At the same time, Ocon lauded the team for finding the right balance and the set-up. The strategists, meanwhile, brought him in for the final stint in the perfect window, leaving Ocon in the right clean air to push the car until the finish line as he pitted with 13 laps remaining.
“It’s the way we try and set up the car to protect one axle or the other. But also the way I’m quite careful every corner about how much I’m pushing the tyres and when I have to push them,” said Ocon in the F1 Canadian GP print media pen. “When I feel it’s fine, I can really push them. It’s the moment to put the hammer down, I do it. But I know it will be costing something.”
“It was a perfect execution,” he further elaborated. “I had free track ahead. It was very clear that I was looking great. I could do consistently good lap times and build on the lap before and improve the little things on the driving that I had to do.
“You never know until you box where you’re going to be. But when I boxed, I saw where I was and I was like, :yeah, that was a good stint.'”
It wasn’t all easy sailing for Ocon, though. Starting the race in P14, the #31 driver had Haas teammate Ollie Bearman starting ahead in P13, and the likes of Carlos Sainz in P16, ready to pounce on the first opportunity. Therefore, it wasn’t easy to gauge how aggressive Ocon could afford to be in the initial phases of the race.
“It was extremely long, it was not an easy race or a clear-cut strategy that was definitely going to be preferred, especially at the beginning of the race,” emphasized Ocon.
“But really well done to the team to make it happen and cover both grounds overall because today it really worked out. We maximised the clean air pace that we had in the car and it was getting better lap after lap. But it was not easy because we had to fight in the beginning of the race all the way through. And to keep the tyres under control is not an easy thing in that sense.”
Ocon further talked about another positive takeaway from the race. That was the VF-25’s race pace, which the Frenchman believes matched Williams, if not quicker.

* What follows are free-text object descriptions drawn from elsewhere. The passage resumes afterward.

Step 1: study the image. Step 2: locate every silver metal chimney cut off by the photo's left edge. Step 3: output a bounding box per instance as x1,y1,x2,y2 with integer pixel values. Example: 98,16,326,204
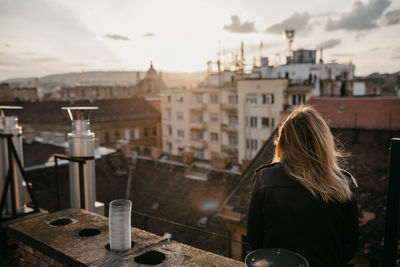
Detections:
0,106,25,214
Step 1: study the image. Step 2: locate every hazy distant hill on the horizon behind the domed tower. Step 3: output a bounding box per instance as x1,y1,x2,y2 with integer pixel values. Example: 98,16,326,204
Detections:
2,71,207,91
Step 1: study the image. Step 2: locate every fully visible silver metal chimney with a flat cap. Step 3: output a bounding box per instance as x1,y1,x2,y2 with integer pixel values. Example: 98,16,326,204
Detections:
62,107,97,212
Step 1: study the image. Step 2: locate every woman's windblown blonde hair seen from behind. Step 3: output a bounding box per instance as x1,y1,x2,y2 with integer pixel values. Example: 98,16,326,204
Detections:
273,106,357,203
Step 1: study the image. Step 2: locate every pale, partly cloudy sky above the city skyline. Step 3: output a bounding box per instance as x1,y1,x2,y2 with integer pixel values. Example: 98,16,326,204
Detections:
0,0,400,80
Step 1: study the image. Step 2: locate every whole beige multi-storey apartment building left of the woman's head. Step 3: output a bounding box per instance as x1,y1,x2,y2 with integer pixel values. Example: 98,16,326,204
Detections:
161,72,313,163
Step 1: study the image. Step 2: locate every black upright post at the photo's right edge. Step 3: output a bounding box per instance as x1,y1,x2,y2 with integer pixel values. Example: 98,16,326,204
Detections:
383,138,400,267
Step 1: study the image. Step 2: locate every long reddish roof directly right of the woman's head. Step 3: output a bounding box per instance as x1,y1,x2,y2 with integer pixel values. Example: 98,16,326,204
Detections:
309,97,400,129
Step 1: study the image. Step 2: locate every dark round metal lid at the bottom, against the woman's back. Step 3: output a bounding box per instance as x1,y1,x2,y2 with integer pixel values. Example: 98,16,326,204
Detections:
245,248,309,267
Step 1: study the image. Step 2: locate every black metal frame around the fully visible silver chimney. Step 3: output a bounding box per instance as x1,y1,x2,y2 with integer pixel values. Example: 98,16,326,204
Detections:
52,154,94,213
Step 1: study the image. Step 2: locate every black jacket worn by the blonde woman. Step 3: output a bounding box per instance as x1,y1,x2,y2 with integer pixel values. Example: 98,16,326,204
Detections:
247,163,358,267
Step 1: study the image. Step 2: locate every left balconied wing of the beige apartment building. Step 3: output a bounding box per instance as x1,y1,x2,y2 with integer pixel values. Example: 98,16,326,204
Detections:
161,88,221,159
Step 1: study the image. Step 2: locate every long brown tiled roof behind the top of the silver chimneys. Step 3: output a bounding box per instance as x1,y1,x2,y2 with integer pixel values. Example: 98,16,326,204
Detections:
5,98,161,124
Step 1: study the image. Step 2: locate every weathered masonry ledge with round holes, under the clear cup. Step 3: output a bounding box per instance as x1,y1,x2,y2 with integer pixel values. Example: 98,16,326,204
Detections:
8,210,245,267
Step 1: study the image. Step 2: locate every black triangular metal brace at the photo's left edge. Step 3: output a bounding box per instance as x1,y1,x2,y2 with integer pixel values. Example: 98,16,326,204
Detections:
0,134,40,222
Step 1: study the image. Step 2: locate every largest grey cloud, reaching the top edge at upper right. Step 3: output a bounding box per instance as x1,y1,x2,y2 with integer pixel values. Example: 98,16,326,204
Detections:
326,0,390,31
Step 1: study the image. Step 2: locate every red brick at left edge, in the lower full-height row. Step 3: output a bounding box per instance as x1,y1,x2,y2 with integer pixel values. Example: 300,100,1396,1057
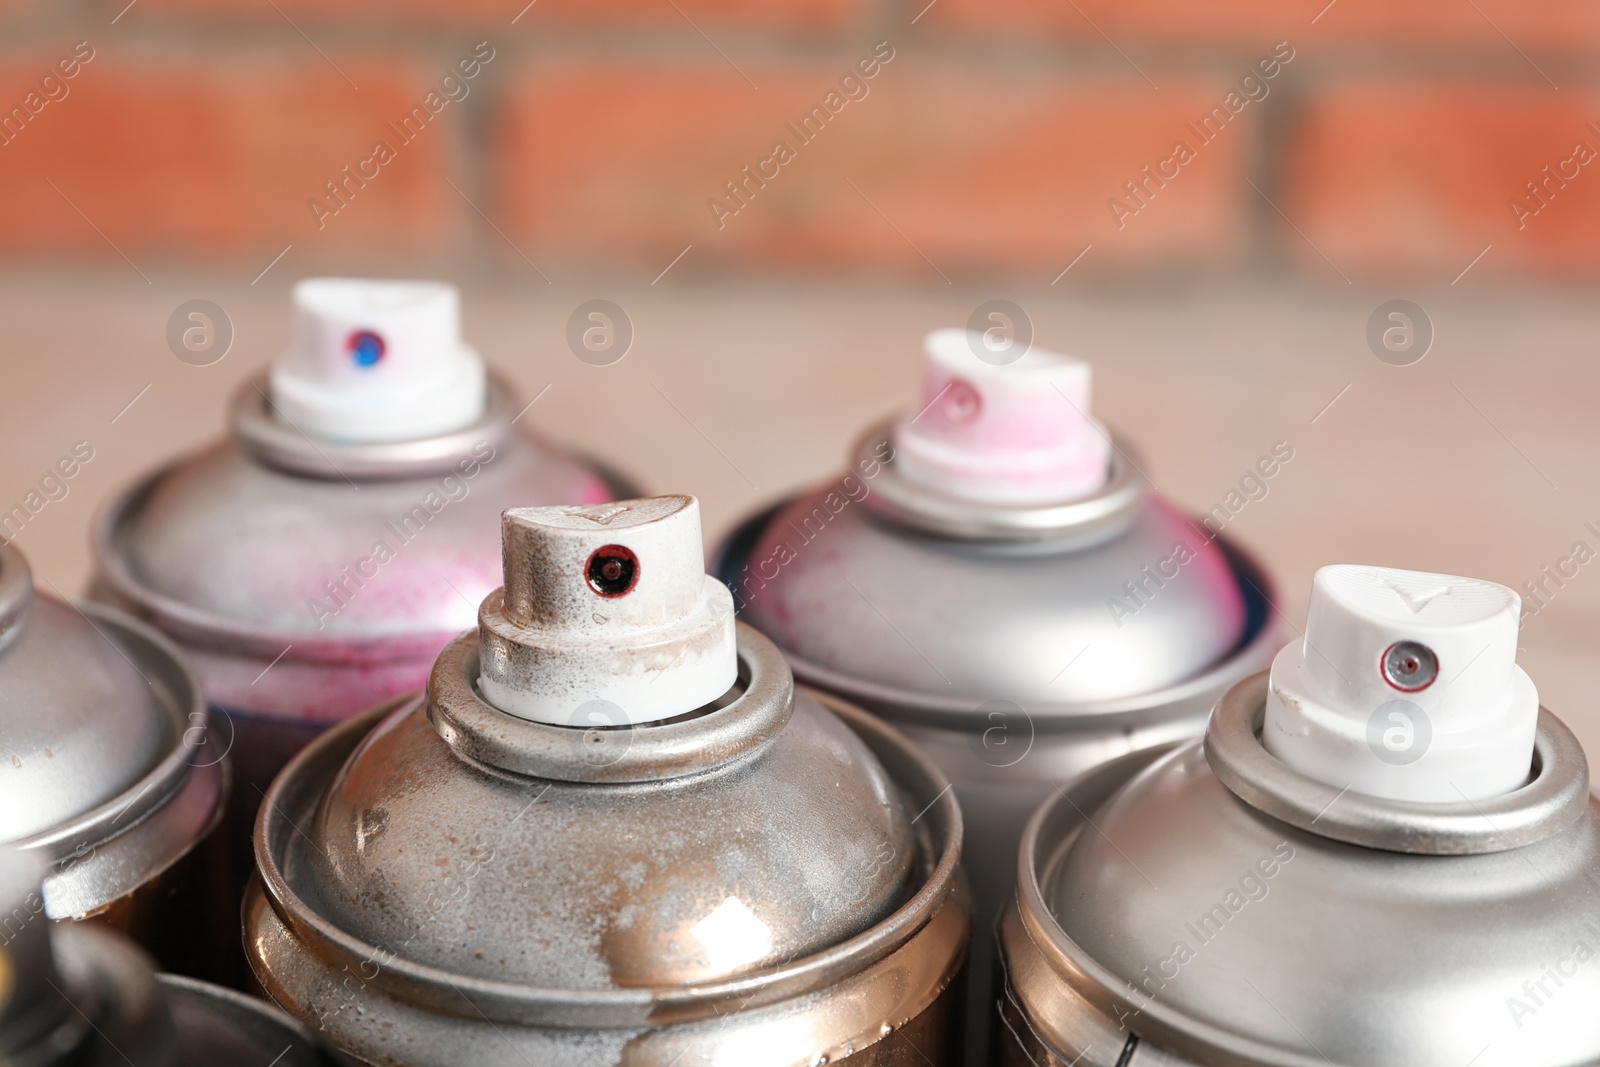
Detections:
0,54,461,258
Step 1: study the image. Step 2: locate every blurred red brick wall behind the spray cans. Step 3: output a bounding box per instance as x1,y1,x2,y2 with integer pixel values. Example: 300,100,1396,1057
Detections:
0,0,1600,282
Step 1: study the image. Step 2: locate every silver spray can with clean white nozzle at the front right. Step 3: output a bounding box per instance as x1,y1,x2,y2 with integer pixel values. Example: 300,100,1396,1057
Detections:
998,566,1600,1067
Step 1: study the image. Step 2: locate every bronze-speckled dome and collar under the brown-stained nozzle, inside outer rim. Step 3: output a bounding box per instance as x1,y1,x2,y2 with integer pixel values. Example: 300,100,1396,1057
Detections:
269,617,915,992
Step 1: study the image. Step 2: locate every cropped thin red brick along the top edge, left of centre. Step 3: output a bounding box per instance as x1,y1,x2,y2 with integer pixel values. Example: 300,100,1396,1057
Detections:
131,0,869,31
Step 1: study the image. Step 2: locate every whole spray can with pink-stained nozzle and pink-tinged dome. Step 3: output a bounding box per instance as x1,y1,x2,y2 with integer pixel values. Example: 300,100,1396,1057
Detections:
714,330,1277,1062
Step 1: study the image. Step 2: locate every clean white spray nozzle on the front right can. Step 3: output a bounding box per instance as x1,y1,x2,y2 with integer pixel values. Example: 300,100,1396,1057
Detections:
1261,565,1539,803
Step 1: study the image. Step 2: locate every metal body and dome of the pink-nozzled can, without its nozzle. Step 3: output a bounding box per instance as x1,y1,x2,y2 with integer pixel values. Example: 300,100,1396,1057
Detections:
717,427,1280,1064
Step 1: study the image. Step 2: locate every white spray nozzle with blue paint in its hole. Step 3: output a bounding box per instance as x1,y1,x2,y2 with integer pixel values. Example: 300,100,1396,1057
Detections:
272,278,488,443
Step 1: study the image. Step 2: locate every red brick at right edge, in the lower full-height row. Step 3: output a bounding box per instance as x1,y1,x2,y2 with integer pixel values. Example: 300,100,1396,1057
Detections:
1285,85,1600,280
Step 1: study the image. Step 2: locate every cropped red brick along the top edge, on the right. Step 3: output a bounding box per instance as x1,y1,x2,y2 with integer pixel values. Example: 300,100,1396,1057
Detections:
917,0,1600,51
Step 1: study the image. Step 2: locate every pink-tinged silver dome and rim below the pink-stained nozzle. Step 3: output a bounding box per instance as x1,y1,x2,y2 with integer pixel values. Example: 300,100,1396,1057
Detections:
717,424,1277,723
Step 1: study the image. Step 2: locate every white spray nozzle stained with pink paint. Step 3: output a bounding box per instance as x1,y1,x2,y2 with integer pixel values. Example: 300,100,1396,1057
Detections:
894,330,1110,507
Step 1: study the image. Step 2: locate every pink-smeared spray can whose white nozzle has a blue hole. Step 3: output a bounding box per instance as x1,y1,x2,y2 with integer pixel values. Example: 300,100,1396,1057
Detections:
84,278,619,927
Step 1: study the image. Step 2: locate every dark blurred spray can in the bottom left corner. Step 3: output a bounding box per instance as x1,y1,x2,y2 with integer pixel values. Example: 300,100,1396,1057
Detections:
0,848,344,1067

Ocon reveals what held him back at the F1 Canadian GP
Haas started the season on a high with 10 points courtesy of Ocon’s P5 finish in the second round in China. However, it has since then had inconsistent results. Ocon’s results in Monaco and now at the Canadian GP indicate that the team is on the right track with their upgrades.
Unfortunately, Haas engineers have failed to find a solution to their poor qualifying pace. On several occasions, their drivers are left to do the heavy lifting through better race pace, undoing the poor result in qualifying. That, as per Ocon, remains unresolved.
“It looks like people are using something else in the straight line. And in qualifying especially, it looks like people are a lot quicker than us in straight line,” said Ocon. “And that’s where we lose quite a bit in qualifying. Once we’re in race trim, that difference disappears or reduces.”
“I’m not going to say it disappears overall, but it reduces. So we get closer to the others. I think definitely we need to work on that in qualifying pace. But the race pace has definitely been stronger than our one-lap times.”